Jean MALAVOY (1903-1945)

Publié dans Annales des Mines, Août 1953.

Citation à l'ordre de la Nation

Le Président du Conseil des Ministres cite à l'ordre de la Nation :
M. MALAVOY Jean, Ingénieur en Chef des Mines, Chef de l'Arrondissement minéralogique de Rouen, pour les motifs suivants :

Créateur en Afrique occidentale française du service des mines et du service géologique. Pendant l'occupation a mis toute son intelligence, son énergie et son inlassable dévouement au service de la Résistance. Affilié au réseau Johnny, a recueilli de précieux renseignements, notamment sur une base de sous-marins voisine du Havre. Arrêté par la Gestapo le 3 mars 1942 et déporté au camp de Mauthausen, a continué à servir sa patrie par tous les moyens et réussi à entretenir des contacts permanents avec les services de renseignements extérieurs au camp de concentration. A fait par sa conduite l'admiration de ses compagnons. Transféré au camp de représailles de Gusen, il fut astreint aux travaux les plus pénibles et y fut exécuté le 13 février 1945.

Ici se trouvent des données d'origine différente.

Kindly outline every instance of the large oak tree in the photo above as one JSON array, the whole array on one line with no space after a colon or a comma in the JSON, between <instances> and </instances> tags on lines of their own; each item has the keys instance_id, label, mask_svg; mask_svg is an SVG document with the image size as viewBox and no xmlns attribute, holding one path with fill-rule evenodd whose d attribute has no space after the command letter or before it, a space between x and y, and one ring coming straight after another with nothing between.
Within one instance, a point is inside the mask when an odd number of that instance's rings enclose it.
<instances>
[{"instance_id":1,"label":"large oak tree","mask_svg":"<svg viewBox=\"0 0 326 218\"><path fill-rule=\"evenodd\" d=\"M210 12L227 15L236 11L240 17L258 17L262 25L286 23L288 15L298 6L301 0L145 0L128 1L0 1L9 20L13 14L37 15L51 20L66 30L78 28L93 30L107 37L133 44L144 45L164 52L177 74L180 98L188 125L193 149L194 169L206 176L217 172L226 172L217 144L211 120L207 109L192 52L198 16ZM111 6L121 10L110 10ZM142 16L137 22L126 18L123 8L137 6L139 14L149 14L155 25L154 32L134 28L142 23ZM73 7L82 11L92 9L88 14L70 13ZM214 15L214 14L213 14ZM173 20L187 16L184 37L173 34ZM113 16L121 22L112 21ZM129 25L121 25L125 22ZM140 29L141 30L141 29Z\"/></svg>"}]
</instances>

Fait à Paris, le 14 février 1947.
Paul RAMADIER.

Par le Président du Conseil des Ministres :
Le Ministre de la Production industrielle,
Robert LACOSTE.

IN MEMORIAM
Jean MALAVOY (1903-1945)
Ingénieur en chef des mines mort pour la France

PAR P. NIEWENGLOWSKI, INSPECTEUR GÉNÉRAL DES MINES

Le Corps des Mines avait déjà payé un lourd tribut à la libération de la France lorsqu'il apprit que Jean Malavoy ne reviendrait pas du camp de concentration où il avait été déporté. La consternation fut grande, la déception d'autant plus cruelle que des renseignements inexacts avaient représenté notre pauvre camarade comme vivant, et même bien portant, au moment de la délivrance du camp par les Armées alliées. On espérait que le retard de son retour était dû à des difficultés de transport. La découverte de la date de son décès - 13 février 1945 - dans les registres du camp de Mauthausen mit brutalement fin à cet espoir.

Né à Rochefort le 7 novembre 1903, le fils de l'amiral Malavoy se passionnait pour les récits de voyages maritimes. La vision du large hantait ses rêves d'enfant; et toute sa vie il a conservé, avec le goût du risque et de la découverte, la nostalgie des vastes espaces.

Il fit ses études dans de multiples lycées, suivant les résidences et les embarquements de son père, à Rochefort, à Toulon, à Ajaccio, à Paris, de nouveau à Rochefort, puis à Paris où il fit ses mathématiques spéciales à Henri-IV, sans souffrir de tous ces changements qui auraient désorienté un élève ordinaire. Partout il fut très bien noté, sauf dans un seul lycée où le proviseur affirma à la famille que ce futur major de sortie de Polytechnique n'arriverait jamais à rien. A quatorze ans et demi, il passe le baccalauréat avec dispense d'âge. A seize ans et demi, il est admissible avec le n° 1 à l'Ecole Navale, où l'attirent ses goûts, mais dont sa myopie lui interdit l'entrée. A dix-sept ans et demi, il est reçu à la fois à l'Ecole normale supérieure et à Polytechnique. Il opta pour cette dernière école où il entra le plus jeune de sa promotion. Il y eut comme voisin de salle Honoré d'Estienne d'Orves qui fut un des premiers chefs et des premiers martyrs de la Résistance. Dans la grande salle d'étude de la rue Lhomond, il montra sa ténacité et sa force de caractère, ainsi qu'une rare puissance d'abstraction, en travaillant, seul bottier, au milieu de camarades qui se détendaient bruyamment de la contrainte des amphis, étudiaient le calcul des probabilités dans les combinaisons des jeux de cartes et la mécanique appliquée dans le lancement des balles de tennis. Après de brillants examens, il sortit deuxième major de sa demi-promotion, et il entra à l'Ecole des Mines.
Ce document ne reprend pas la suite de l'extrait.